Halkta şöyle bir eğilim var: Biz sizi seçtik, siz bizi yönetin diyorlar. Biz hayır diyoruz, birlikte yönetmemiz gerektiğini anlatıyoruz. Bu konuda oluşmuş kültürü değiştirmeye, kırmaya çalışıyoruz. Meclis toplantılarından vaz geçmeden sosyalistler olarak tartışmalarımıza devam etmek durumundayız. Altı ayda bir toplantılarımızı yapmaya devam edeceğiz.

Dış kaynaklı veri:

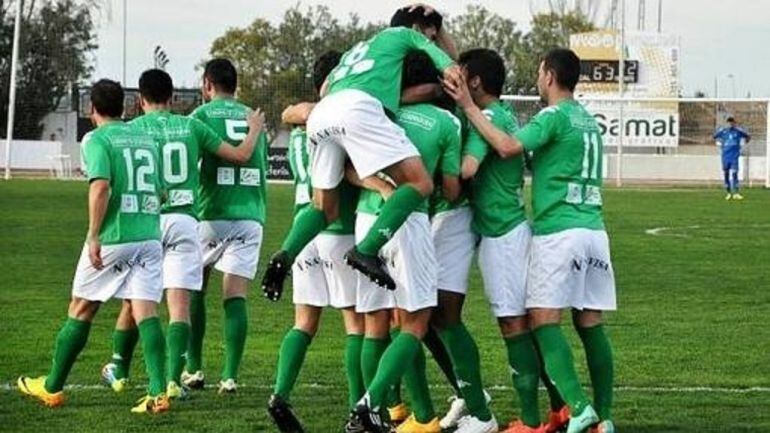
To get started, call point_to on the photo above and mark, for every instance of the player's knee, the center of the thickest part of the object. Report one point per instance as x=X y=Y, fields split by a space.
x=512 y=326
x=526 y=382
x=83 y=309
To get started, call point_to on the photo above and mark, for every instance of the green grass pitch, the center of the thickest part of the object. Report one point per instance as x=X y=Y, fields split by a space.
x=691 y=339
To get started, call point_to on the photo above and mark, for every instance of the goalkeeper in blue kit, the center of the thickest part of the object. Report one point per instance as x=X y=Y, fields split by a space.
x=730 y=139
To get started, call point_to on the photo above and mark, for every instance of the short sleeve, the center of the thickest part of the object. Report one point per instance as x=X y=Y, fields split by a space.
x=540 y=130
x=450 y=159
x=97 y=158
x=207 y=139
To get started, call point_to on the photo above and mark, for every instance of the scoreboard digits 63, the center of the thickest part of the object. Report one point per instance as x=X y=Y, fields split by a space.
x=606 y=71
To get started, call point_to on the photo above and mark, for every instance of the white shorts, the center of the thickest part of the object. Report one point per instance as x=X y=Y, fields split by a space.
x=131 y=271
x=410 y=259
x=232 y=246
x=503 y=262
x=182 y=260
x=454 y=242
x=351 y=123
x=571 y=268
x=320 y=276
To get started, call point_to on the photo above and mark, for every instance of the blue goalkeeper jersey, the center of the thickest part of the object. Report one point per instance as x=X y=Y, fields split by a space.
x=730 y=137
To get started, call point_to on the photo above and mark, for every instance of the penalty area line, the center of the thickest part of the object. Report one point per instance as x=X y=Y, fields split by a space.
x=7 y=387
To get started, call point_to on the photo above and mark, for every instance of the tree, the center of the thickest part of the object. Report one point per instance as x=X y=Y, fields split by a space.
x=275 y=62
x=55 y=42
x=478 y=27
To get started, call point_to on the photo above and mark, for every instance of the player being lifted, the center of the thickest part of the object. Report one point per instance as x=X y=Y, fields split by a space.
x=570 y=258
x=320 y=279
x=409 y=256
x=231 y=213
x=121 y=257
x=182 y=141
x=353 y=120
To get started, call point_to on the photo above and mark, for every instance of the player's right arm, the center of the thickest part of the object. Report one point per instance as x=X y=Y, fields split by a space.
x=99 y=174
x=297 y=114
x=420 y=93
x=373 y=183
x=242 y=153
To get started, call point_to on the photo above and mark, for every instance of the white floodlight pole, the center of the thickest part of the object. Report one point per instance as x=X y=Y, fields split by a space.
x=621 y=91
x=12 y=88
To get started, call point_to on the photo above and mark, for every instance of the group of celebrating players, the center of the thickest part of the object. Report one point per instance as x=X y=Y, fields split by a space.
x=407 y=166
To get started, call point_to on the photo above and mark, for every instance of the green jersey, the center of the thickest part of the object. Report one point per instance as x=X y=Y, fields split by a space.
x=128 y=159
x=495 y=191
x=181 y=140
x=566 y=147
x=438 y=203
x=299 y=162
x=436 y=135
x=374 y=66
x=229 y=191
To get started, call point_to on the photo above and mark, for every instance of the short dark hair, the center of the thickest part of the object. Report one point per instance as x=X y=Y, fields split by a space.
x=107 y=98
x=565 y=66
x=406 y=18
x=222 y=74
x=323 y=66
x=155 y=86
x=418 y=69
x=488 y=66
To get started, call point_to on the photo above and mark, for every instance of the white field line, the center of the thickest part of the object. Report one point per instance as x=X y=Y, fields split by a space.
x=7 y=387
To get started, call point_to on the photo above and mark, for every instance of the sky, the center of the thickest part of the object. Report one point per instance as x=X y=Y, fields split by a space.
x=722 y=42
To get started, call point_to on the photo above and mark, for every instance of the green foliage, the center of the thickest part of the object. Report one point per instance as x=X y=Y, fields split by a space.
x=275 y=62
x=479 y=27
x=55 y=43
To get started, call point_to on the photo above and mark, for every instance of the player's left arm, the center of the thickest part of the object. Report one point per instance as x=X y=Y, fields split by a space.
x=451 y=159
x=98 y=196
x=505 y=145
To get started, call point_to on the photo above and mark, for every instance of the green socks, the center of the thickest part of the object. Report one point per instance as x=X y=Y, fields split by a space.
x=70 y=341
x=436 y=347
x=395 y=211
x=123 y=344
x=290 y=359
x=417 y=387
x=467 y=365
x=176 y=345
x=554 y=398
x=600 y=367
x=356 y=389
x=371 y=352
x=236 y=325
x=399 y=353
x=154 y=347
x=197 y=331
x=394 y=393
x=307 y=224
x=524 y=369
x=560 y=366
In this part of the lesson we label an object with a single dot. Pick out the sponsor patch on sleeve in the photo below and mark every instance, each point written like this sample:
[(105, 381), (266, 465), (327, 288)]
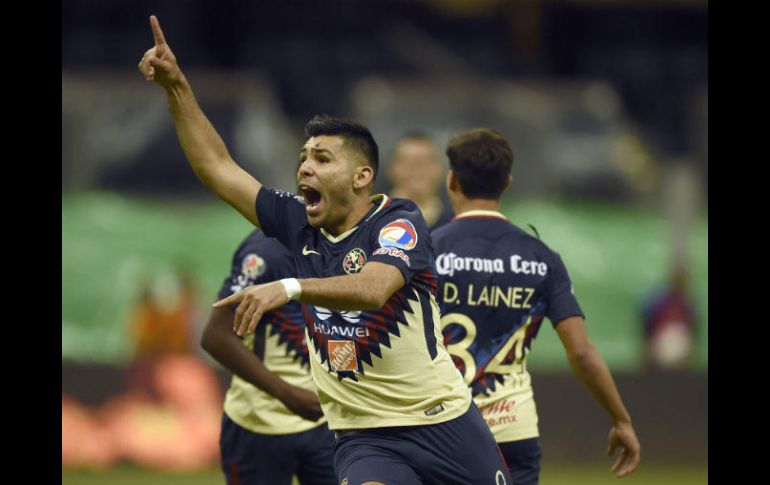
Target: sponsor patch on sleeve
[(398, 234), (393, 252)]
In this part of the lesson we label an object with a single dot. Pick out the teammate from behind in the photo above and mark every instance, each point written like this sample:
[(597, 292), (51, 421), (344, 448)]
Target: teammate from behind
[(272, 427), (416, 174), (497, 283), (384, 379)]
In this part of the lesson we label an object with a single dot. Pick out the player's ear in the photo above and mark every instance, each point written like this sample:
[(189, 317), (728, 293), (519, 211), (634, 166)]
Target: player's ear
[(363, 176)]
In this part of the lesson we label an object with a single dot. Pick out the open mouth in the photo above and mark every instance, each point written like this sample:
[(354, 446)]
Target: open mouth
[(312, 198)]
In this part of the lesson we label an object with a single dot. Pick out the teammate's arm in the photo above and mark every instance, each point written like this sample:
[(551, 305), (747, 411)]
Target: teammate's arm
[(367, 290), (220, 342), (589, 366), (202, 145)]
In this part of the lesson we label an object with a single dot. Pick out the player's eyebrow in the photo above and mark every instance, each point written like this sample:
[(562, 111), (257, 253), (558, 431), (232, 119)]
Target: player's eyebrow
[(317, 151)]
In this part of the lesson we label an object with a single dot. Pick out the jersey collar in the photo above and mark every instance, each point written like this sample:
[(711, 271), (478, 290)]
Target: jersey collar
[(481, 213), (384, 201)]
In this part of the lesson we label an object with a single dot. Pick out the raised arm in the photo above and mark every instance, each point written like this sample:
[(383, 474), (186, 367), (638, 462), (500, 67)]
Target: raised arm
[(202, 145), (367, 290), (589, 366), (221, 343)]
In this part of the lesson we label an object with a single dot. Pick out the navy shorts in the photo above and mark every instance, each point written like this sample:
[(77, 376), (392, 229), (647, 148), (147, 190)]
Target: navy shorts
[(523, 459), (249, 458), (460, 451)]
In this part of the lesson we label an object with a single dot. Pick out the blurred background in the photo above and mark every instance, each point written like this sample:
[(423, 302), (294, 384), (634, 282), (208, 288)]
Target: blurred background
[(605, 105)]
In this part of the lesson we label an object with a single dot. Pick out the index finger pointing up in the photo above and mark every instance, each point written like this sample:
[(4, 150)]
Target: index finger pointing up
[(156, 32)]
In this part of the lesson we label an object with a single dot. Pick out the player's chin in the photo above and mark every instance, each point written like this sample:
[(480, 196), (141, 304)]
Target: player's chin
[(315, 220)]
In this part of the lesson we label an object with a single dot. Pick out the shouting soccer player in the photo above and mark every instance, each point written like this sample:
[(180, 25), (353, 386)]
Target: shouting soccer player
[(497, 283), (386, 383), (273, 426)]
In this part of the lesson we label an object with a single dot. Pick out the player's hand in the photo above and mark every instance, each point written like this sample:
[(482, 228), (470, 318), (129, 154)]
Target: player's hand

Devrimci halkçı yerel yönetim programı

Devrimci, halkçı yerel yönetim programına sahipsiniz. Belediyede çalışan emekçiler bu programın neresinde?

Aslında Devrimci Halkçı Yönetim Programı 70’li yıllardan beri Deniz’lerin, Mahir’lerin, İbo’ların halkla birlikte siyaset üretme geleneğinden gelmektedir. Devrimci Halkçı Yönetim Programı (DHYP) bir siyasi gruba ait program değildir. Burada bulunan bütün sosyalistlerin tartıştığı bir programdır. Bu programın elbette eksikleri vardır. Biz bunu somutta iş yaparak görebiliriz. Yanlış yaparız diye iş yapmaktan kaçınmak doğru değil, eksiklerimizi, yanlışlarımızı tartışarak doğruya ulaşabiliriz. 2004‘den bu yana Devrimci Halkçı Yönetim Programını (DHYP) tartışıyoruz ve de geliştirmeye devam edeceğiz.

Başkan olarak mutlaka bir çalışma alnına uğrar oradaki arkadaşlarla konuşur düşüncelerini alırım, tartışırım. Bazen çalışanlarla daha geniş toplantılar yapıyoruz. Örneğin toplu sözleşme görüşmelerinde sadece sendika yönetimleriyle toplanmıyoruz. Toplantıya katılanlarda %50 si kadın işçiler olmasını ve üyelerin de bir bölümünün toplantıya katılmasını sağlıyoruz.

Yani doğrudan işçilerle mi toplu sözleşme yapıyorsunuz?

Aynen öyle. Fakat sendikaları da devre dışı bırakmadan onların da dâhil oldukları görüşmeler gerçekleşiyor. Tabi ki sendikaların altını da boşaltmıyoruz.

Çünkü DHYP nihayetinde işçi sınıfının yönetimini, onun iktidarını savunuyor. Sırtını işçilere köylülere dayıyor.

Hantal olmayan, üretken bir kamusal alan yaratmayı hedefliyorsunuz. Belediyeler genel olarak piyasa koşullarına göre yönetiliyor. Hantal olmayan kamu, hantal olmayan bir yerel yönetim, kapitalist piyasa koşullarında hangi engellerle karşılaşıyor?

Çok samimi bir şey söyleyeyim; en ufak bir dolap çevirmiyorsan, muhasebeni sağlam tutuyorsan, her şeyi açık yapabiliyorsan hiçbir engel yok.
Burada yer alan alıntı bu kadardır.